There is never a point in your career in which you can’t learn something. Even if there is a point at which you seem to know everything that there is to know, the reality is that the game changes every year—even every week—as do the people who play the game.
T.J. Watt of the Pittsburgh Steelers is one of the true elite talents among edge defenders in the NFL right now. While much of that can be attributed to his physical assets and his fundamentals in his craft, so much of it is learning. Learning about opponents, both generally and specifically.
This week, that includes learning Riley Reiff, the first time he faces him as the Cincinnati Bengals’ new right tackle. And it’s also about tendencies, what particular teams like to do in particular situations, in particular sets, against particular fronts.
“I think it’s just trying to use as much context clues as you possibly can, when it’s down and distance, formation structures”, Watt said of how he sets himself up before the play. “All that type of stuff to know, to give yourself the right mindset to know what kind of play you could possibly be getting. Just knowing, ‘hey, I’ve got to play the run here, I can’t get super far’, or ‘I feel this is a passing situation, I don’t need to play the tackle as thick this time’”.
“It’s just certain stuff like that”, he said, “that, the more and more I play, I continue to watch more film and get more familiar with these guys, the better I feel like I can get in feeling comfortable reading those situations, whether it’s run or pass”.
A first-round pick by the Steelers in 2017, he has arguably improved every season, yet has already been a Pro Bowl-level player or better for a few years. He has been a finalist for the Defensive Player of the Year Award two years running, and is well within that conversation already this year.
Despite missing two games due to injury, Watt has already picked up 12.5 sacks this year in the eight games in which he has played, which is still just half a sack behind the NFL lead of Myles Garrett at 13, in 11 games. He also has 39 tackles, a full third of which (13) have been for loss, with 20 quarterback hits, three forced fumbles, two recoveries, and four passes defensed.

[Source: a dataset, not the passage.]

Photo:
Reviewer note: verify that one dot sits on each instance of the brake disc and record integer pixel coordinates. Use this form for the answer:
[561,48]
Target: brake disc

With his next sack, Watt will have hit at least 13 in four consecutive seasons. Since sacks became an official statistic in 1982, only Reggie White has ever done that—and wouldn’t you know it, that damn man did it twice, from 1985 to 1988, and then again from 1990 to 1993. Were it not for a ‘poor’ 11-sack season in 1989, he would have hit that mark in nine straight seasons.
That’s the sort of consistent dominance to which Watt aspires.